There will be no increase in tariff for the protected category (57 percent of the domestic consumers) however, the fixed monthly charge is proposed to be increased from Rs10 to Rs400 for this category. The new gas tariff will be implemented from November 2023, instead of October 2023. 

The recommendation will now be presented before the federal cabinet for final approval, after which the Oil and Gas Regulatory Authority (OGRA) will issue a notification regarding the revision of the tariff, an OGRA spokesman told Arab News on Tuesday. 

After the approval, the average gas price is expected to go up by 53 percent to Rs1,397/MMBtu from Rs914/MMBtu, according to a report by Arif Habib Limited (AHL), a Pakistani securities brokerage, investment banking and research firm. 

“The revenue impact of the proposed price hike would be Rs57 billion,” AHL said. “As per the estimates the revenue requirement of Sui Southern Gas company (SSGC) and Sui Northern Gas Pipeline (SNGPL) is Rs697 billion, while [their] annual revenue would be Rs755 billion with the tariff hike.” 

Pakistan is bracing for the upcoming first review of the $3 billion short-term financing facility it availed from the IMF to stave off a looming default in July this year. The Fund’s team is expected to visit the South Asian country for the review by the end of this month. 

The IMF has frequently raised concerns over the country’s mounting circular debt in the energy sector, asking the government not to give any subsidies while calling for raised tariffs. 

“It was one of the key conditions of the IMF which the government has met,” Tahir Abbas, head of research at AHL told Arab News. “With this last major hurdle removed, we expect that the review of the $3 billion program will be smoothly completed. The government has already achieved other major targets.” 

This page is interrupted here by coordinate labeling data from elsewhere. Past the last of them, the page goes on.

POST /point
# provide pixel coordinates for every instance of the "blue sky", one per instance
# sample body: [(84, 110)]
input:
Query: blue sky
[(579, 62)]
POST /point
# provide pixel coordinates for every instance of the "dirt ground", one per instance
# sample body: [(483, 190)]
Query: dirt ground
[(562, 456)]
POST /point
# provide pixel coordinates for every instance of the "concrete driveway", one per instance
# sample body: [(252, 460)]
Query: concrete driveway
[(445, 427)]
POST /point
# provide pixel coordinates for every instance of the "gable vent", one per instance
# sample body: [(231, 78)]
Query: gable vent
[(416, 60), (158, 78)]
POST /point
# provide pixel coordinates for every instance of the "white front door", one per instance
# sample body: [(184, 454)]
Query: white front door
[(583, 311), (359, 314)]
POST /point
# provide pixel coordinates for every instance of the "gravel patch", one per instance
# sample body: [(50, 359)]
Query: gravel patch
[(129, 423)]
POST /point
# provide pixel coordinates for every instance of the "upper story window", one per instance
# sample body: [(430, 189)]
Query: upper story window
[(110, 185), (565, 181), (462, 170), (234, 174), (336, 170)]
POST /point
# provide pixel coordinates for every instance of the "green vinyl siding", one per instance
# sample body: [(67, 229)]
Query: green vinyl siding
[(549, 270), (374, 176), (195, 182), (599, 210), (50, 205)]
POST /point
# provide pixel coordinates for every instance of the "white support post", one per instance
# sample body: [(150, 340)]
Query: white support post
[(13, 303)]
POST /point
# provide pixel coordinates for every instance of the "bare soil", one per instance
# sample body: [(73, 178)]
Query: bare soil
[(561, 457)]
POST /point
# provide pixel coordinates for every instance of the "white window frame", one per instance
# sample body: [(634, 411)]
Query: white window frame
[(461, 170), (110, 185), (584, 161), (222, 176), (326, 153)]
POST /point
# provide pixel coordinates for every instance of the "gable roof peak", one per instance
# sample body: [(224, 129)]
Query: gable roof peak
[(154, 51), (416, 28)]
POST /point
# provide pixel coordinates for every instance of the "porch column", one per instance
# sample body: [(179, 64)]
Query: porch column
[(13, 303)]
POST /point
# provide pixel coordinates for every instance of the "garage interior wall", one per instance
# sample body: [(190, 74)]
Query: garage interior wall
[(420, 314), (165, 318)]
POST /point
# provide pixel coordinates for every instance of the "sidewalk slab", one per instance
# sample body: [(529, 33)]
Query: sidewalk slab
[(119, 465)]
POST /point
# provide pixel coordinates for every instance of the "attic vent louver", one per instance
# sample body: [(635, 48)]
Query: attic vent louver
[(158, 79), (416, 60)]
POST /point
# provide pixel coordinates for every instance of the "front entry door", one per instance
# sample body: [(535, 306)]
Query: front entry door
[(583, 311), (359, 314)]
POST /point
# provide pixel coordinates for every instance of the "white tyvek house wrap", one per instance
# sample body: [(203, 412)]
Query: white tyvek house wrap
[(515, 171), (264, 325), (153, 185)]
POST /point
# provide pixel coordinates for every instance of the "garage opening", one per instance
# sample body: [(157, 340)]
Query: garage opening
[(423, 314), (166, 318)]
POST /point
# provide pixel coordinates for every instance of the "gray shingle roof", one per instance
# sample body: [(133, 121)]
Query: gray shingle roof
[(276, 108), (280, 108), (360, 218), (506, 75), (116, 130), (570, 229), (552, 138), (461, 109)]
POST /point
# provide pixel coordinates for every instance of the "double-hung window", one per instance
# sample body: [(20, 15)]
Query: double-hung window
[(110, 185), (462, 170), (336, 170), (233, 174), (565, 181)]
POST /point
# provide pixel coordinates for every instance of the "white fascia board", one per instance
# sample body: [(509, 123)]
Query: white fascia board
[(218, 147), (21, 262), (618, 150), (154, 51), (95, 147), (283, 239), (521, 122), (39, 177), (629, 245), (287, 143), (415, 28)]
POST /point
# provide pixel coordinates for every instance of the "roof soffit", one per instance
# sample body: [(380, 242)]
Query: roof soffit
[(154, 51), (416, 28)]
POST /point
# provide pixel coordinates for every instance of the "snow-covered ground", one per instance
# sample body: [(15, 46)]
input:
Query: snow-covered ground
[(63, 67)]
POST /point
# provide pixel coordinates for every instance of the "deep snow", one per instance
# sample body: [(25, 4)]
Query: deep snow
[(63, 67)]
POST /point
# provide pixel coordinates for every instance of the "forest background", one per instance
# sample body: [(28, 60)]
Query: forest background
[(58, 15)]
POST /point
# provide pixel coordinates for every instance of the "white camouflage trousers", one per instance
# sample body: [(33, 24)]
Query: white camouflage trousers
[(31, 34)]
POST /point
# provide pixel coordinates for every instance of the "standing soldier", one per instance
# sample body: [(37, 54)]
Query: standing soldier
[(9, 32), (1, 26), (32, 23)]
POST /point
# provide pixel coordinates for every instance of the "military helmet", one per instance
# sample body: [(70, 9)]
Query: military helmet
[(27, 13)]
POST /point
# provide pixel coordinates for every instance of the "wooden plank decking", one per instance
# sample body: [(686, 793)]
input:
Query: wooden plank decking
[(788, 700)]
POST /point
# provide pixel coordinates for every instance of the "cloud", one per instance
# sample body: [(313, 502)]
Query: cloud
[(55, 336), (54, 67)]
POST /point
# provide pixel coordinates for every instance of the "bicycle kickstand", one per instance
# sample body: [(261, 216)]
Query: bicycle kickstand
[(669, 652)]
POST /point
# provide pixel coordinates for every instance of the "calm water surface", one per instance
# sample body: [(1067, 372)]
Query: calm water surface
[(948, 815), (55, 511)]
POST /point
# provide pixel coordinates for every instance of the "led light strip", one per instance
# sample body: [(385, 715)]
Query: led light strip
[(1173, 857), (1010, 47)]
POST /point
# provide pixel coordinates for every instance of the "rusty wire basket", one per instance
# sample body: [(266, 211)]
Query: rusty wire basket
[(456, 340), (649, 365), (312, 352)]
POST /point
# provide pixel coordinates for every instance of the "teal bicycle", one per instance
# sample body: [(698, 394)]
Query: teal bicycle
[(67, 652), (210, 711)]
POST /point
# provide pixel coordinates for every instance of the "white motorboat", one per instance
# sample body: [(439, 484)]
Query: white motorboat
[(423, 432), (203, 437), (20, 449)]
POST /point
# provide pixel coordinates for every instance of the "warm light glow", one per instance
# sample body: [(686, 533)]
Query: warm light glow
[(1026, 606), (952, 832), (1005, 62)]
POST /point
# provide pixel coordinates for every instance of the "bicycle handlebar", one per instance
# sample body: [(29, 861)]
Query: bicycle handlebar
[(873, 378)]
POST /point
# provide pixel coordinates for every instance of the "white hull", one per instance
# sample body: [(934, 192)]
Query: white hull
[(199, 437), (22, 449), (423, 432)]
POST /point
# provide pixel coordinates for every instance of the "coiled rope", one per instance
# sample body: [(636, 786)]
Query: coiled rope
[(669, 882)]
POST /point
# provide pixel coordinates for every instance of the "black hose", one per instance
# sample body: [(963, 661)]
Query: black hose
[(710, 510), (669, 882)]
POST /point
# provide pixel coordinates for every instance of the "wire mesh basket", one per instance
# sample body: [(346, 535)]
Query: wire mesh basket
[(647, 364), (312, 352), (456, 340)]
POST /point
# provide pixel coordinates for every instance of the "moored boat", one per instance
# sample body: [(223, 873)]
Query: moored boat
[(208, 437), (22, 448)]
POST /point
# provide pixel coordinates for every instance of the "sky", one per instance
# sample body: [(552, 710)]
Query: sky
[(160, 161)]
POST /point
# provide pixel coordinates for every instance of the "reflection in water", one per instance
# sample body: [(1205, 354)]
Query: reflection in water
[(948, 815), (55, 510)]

Pakistan has faced a number of energy woes in recent years, including frequent gas shortages in the winter season. The problem not only creates hardships for domestic consumers but also affects local industries by bringing down their production levels. 

It is pertinent to mention here that Pakistan’s oil and gas reserves have been fast depleting and are likely to be fully consumed in the next 15 years, according to the Pakistan Petroleum Information Services. 

The country has not made any major new discovery of oil and gas reserves and the government has been looking for cheaper sources of energy imports to meet the growing demand.